Modern culture demands instant results, we want to see the future now and our patience dwindles by the day. Unfortunately as much as you might stamp your feet and punch the air with frustration you won’t speed up the rate at which your body transforms. It takes time, people with physiques fit for a magazine cover work extremely hard and have done for a long time with consistency.
With that said there are 3 key areas I believe you can change and start seeing results pretty quickly.
1 – Single Ingredient Foods
Make a commitment to eat at least 80% of your calories from single ingredient foods. This means from meats, fish, nuts, fruit, vegetables, natural grains and the likes of. By doing this I think you will instantly feel better on the inside and soon after you will look better for it.
2 – Small (er) And Often
I have never seen someone eat 5 balanced meals a day instead of the usual token diet we tend to follow in the UK and not feel better and ultimately look better for it. People often find their hunger levels are curbed; their energy levels are improved (due to blood sugar management) and their mental clarity is improved.

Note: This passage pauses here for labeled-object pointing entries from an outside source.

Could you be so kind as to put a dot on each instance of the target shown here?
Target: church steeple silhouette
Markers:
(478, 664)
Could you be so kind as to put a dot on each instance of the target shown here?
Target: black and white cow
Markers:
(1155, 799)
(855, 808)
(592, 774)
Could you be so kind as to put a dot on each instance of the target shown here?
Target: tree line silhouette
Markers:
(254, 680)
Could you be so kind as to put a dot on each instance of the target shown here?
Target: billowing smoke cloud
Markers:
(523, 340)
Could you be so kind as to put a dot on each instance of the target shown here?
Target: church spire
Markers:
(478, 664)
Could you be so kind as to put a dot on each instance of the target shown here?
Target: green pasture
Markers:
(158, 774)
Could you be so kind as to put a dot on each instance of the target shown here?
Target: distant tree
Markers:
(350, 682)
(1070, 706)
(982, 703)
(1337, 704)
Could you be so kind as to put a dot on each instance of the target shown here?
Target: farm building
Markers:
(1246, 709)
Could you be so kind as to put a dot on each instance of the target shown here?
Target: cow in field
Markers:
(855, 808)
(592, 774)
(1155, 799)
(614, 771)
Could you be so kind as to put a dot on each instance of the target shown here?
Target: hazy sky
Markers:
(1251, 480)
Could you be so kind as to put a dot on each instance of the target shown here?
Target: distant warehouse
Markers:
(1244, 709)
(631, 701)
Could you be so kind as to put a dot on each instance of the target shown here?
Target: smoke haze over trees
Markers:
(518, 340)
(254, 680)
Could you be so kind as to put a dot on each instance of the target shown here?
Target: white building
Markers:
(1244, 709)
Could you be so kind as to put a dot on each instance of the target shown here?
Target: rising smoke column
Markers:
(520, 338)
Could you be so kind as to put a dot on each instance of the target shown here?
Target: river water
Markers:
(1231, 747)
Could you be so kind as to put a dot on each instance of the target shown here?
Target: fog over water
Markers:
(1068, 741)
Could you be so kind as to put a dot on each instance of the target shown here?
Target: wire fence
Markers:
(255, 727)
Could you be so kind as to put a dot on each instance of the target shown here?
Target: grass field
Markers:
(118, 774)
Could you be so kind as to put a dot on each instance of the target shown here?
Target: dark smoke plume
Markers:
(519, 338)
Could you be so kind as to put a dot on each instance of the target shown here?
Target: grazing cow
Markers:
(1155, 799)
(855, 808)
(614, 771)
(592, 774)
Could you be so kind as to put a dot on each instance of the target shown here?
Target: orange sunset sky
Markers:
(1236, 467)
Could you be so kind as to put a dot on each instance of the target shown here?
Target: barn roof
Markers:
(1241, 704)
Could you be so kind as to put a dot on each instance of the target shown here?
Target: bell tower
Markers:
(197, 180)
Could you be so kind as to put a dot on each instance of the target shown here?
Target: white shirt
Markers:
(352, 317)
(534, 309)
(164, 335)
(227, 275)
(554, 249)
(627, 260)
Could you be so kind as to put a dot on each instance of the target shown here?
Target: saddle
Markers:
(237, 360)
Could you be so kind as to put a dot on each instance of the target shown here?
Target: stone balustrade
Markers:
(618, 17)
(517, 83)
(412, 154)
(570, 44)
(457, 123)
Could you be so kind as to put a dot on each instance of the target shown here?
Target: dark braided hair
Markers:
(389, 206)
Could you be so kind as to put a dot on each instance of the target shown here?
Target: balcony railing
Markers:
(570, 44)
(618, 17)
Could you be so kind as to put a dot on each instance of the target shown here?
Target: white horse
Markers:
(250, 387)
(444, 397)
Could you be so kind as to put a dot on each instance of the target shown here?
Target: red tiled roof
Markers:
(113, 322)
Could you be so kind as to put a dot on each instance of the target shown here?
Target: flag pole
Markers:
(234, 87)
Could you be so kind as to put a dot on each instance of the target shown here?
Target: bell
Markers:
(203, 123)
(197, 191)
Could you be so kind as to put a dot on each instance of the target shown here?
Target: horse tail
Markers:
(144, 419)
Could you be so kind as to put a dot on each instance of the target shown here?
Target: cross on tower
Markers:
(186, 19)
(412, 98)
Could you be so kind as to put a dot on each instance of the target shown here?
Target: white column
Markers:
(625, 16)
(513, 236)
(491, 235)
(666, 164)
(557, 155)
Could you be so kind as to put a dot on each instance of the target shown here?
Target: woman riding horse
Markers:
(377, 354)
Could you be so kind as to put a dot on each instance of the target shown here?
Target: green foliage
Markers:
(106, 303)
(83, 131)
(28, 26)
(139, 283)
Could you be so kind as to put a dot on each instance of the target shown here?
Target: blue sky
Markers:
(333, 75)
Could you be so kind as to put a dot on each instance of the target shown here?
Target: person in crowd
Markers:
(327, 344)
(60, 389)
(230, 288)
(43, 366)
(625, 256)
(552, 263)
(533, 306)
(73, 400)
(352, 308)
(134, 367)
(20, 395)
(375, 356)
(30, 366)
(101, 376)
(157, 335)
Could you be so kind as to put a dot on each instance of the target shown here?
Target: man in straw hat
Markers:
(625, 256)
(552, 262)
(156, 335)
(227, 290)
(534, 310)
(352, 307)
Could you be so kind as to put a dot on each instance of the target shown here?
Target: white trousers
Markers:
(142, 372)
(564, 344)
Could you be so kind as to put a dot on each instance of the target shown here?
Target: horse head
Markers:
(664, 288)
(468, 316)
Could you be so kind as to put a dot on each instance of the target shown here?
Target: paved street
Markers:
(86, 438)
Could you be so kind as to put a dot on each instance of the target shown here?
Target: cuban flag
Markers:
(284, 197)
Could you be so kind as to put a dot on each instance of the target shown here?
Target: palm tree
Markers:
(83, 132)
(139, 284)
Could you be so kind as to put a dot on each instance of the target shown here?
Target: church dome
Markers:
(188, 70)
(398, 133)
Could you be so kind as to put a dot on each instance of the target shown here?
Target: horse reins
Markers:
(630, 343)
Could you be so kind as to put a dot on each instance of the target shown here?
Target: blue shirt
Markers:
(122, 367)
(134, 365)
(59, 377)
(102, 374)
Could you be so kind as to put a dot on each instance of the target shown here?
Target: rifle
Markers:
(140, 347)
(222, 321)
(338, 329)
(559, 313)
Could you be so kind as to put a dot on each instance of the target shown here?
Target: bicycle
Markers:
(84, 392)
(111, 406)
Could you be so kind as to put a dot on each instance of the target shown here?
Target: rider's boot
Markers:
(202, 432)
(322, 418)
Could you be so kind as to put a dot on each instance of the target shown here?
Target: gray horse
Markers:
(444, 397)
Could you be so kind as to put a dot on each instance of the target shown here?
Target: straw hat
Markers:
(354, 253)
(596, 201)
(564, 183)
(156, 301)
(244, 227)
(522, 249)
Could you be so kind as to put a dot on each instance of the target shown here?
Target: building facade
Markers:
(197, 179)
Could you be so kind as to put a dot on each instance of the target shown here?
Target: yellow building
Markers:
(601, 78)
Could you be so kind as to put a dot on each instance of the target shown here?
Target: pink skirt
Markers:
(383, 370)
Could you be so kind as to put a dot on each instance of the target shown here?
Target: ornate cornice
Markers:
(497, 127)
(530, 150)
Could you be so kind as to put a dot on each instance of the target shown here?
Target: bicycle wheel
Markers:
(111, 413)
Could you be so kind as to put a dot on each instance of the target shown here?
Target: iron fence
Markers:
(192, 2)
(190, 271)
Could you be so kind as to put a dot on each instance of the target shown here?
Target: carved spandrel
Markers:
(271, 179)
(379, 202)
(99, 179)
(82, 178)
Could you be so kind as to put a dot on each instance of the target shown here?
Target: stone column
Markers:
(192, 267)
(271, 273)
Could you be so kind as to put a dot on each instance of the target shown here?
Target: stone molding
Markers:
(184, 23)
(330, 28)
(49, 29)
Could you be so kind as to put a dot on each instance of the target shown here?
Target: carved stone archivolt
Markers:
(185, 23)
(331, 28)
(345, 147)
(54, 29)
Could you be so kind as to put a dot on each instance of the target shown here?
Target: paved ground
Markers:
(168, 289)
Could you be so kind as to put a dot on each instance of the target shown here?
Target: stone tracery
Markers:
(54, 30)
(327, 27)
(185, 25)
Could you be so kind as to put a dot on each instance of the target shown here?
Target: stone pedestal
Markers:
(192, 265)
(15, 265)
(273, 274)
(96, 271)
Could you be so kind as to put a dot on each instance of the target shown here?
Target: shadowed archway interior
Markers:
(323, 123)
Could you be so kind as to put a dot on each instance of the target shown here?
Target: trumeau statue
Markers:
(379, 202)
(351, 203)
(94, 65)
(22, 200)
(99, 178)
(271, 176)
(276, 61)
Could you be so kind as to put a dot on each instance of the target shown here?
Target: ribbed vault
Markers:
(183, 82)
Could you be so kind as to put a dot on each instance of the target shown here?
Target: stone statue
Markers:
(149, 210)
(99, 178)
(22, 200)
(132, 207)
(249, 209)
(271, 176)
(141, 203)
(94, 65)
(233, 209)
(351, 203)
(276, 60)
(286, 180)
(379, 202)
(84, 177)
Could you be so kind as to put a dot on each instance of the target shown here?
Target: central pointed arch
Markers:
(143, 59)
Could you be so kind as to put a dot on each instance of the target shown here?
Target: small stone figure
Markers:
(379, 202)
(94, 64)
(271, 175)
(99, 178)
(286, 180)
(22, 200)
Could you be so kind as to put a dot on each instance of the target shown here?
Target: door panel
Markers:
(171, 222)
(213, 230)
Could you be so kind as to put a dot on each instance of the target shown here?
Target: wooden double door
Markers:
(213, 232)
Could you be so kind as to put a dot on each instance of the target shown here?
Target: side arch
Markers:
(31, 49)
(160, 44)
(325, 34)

3 – More Fat, Protein, More Fibre, More Water, Less Carbs
More of a statement than a title admittedly yet the above rings true. Most people don’t eat enough protein or fat, they don’t hit their daily requirements for fibre or water yet they eat too many processed carbs as a general rule of thumb. Across your 5 meals having carbs in 3 of them (I recommend keeping carbs away from breakfast and sticking to fat/protein) and eating fat, protein and fibrous veg in each meal should help with better health, digestion and energy levels. Most people fail to drink nearly enough water creating an array of issues associated with dehydration.
These steps are very simple for sure yet that is all that you usually need to make the biggest difference. We aren’t talking ‘’shredded’’ here and we are not talking ‘’muscle bound’’ but what we are getting at instead is improved functionality. That is where most people fall down, fat loss, improved muscle tone and performance in the gym will all come as by-products.